Tutte le persone che non ho abbracciato. Tutte le mani che non ho sfiorato. Tutte le lacrime che non ho pianto. Tutte le emozioni che non ho condiviso. Soffocata dalle regole non scritte della mia timidezza. Come se non avessi le parole, come se non avessi un alfabeto per esprimere la mia sensazione, la mia emozione. Che resta in gole e mi soffoca. E, a volte, mi fa sentire sola, come se bruciassi più di quanto riesco a illuminare...

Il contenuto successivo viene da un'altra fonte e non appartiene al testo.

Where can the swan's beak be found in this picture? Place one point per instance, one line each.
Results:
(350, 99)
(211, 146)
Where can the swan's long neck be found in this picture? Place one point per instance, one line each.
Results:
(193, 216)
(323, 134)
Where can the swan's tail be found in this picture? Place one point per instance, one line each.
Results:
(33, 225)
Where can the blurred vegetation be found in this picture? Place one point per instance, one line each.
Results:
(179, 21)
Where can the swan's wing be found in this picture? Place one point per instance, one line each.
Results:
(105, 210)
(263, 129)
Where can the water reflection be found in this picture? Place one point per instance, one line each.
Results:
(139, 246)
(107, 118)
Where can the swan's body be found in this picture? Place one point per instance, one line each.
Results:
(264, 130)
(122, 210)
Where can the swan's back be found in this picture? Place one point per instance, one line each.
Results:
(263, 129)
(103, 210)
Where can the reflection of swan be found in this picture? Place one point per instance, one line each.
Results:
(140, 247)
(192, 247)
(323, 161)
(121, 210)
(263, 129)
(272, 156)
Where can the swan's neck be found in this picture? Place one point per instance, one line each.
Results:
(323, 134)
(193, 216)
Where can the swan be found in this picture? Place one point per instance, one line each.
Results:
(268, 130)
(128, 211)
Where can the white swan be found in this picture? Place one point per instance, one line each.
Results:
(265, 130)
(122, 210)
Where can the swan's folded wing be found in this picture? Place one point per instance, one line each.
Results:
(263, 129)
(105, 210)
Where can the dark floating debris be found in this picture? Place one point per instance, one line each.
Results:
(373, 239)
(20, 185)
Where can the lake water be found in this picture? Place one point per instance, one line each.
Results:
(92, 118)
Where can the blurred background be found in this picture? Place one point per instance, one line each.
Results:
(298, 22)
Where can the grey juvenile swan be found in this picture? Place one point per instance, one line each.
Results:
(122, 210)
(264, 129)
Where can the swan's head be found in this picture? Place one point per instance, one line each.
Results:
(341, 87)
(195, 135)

mercoledì 12 dicembre 2007

porterò mio figlio a vedere i treni

Succede. Questa mattina il treno entra a Lambrate lento, dondolando il suo peso sul binario coperto di brina. Resto ancora seduta. Guardo fuori un bambino che sembra un pupazzo dentro il suo cappottino inbottito blu e un cappellino rosso di lana che lascia a stento scoperti gli occhi. Indica il treno a un uomo che è con lui che si abbassa protettivo per starlo a sentire. Sorride insieme divertito e stupito da chissà cosa mentre un mattina di inverno e di sole gli esplode intorno. Il cielo è azzurro perfetto e il marciapiede sperluccica di brina sotto la luce di questo sole freddo.
Sento un calore strano dentro lo stomaco. Un sensazione di conforto. La speranza, i sogni, i desideri, la fiducia, la curiosità, la vità. Tutto. Tutto insieme. Ci sono ancora. Sono ancora qui. Sono ancora mie. Sorrido a me stessa mentre mi alzo in piedi e distratta distolgo lo sguardo. E' per questo che, se mai ne avrò, porterò mio figlio a vedere i treni.

martedì 11 dicembre 2007

UVA

Fuori è buio. Nebbia tra le dita. Ho perso il treno. Resto qui seduta a consumare questa ora sprecata. A scriverne un pò. A dare un senso a tutto questo freddo, tutto questo buio. Accendo la mia lampada UVA. Scalda e ferisce gli occhi. Grido in silenzio. Mi sento sola. Mi sento inquieta e stanca. Mi sento sbagliata. Di nuovo. Questa sensazione irrimediabile di errore. Spengo la lampada. Stacco la sonda. Mi rimetto al lavoro. Che almeno questo tempo serva a qualcosa.

lunedì 10 dicembre 2007

la realtà

Fa freddo in questa stanza. Ho i brividi. Sono qui da qualcosa come dieci ore piene. Gli occhi stanchi di questo lunedì così assoluto, così totale. La realtà mi ha dato uno schiaffo sul viso da lasciare il segno. Il peso accelerato di un treno diretto contro la consistenza tenue della mia pelle. La realtà sa essere dura, amara, dolorosa, triste, ingiusta. La realtà sa essere assoluta. Non c'è appello, scappatoia, rimedio. Non c'è nulla che si possa fare di fronte alla vita che accade. Accade. E non c'è nulla che impedisce anche alla mia di accadere. E mi aggrappo al caldo vacillare della mia piccola felicità stasera. Stretta al quello che ho e al sottile egoismo della sopravvivenza. Amaro. Istintivo. Triste. Fragile.

una domenica

Una domenica grigia e umida di una pioggia sottile. Il portatile aperto sul letto. Scrivo svogliatamente una relazione sui risultati ottenuti in questo secondo anno (sono già due) mentre sulla piccola tv della stanza scorrono le immagini di un film di Lupin che da a questo pomeriggio un tono vagamente più malinconico di quanto già non sia. Sa di stagioni passate. Sa di inverni spensierati e morbidi. Sa di tempo tranquillo e carico di calore. Mi ci immergo senza pensarci troppo e mi lascio prendere dall’improbabile trama del furto di una sfera aliena mentre si scalda sul fuoco l’acqua per una tazza di te verde alla vaniglia. Questo weekend di tre giorni si consuma implacabile, sfiorando i miei occhi con il calore e la luce intensi e fragili di una candela rossa alle spezie. La mia minuscola pianta grassa vestita da babbo natale mi guarda negli occhi coi suoi occhietti di plastica. Sorrido. Non ho voglia di pensare. Non ho voglia di nulla che non sia adesso.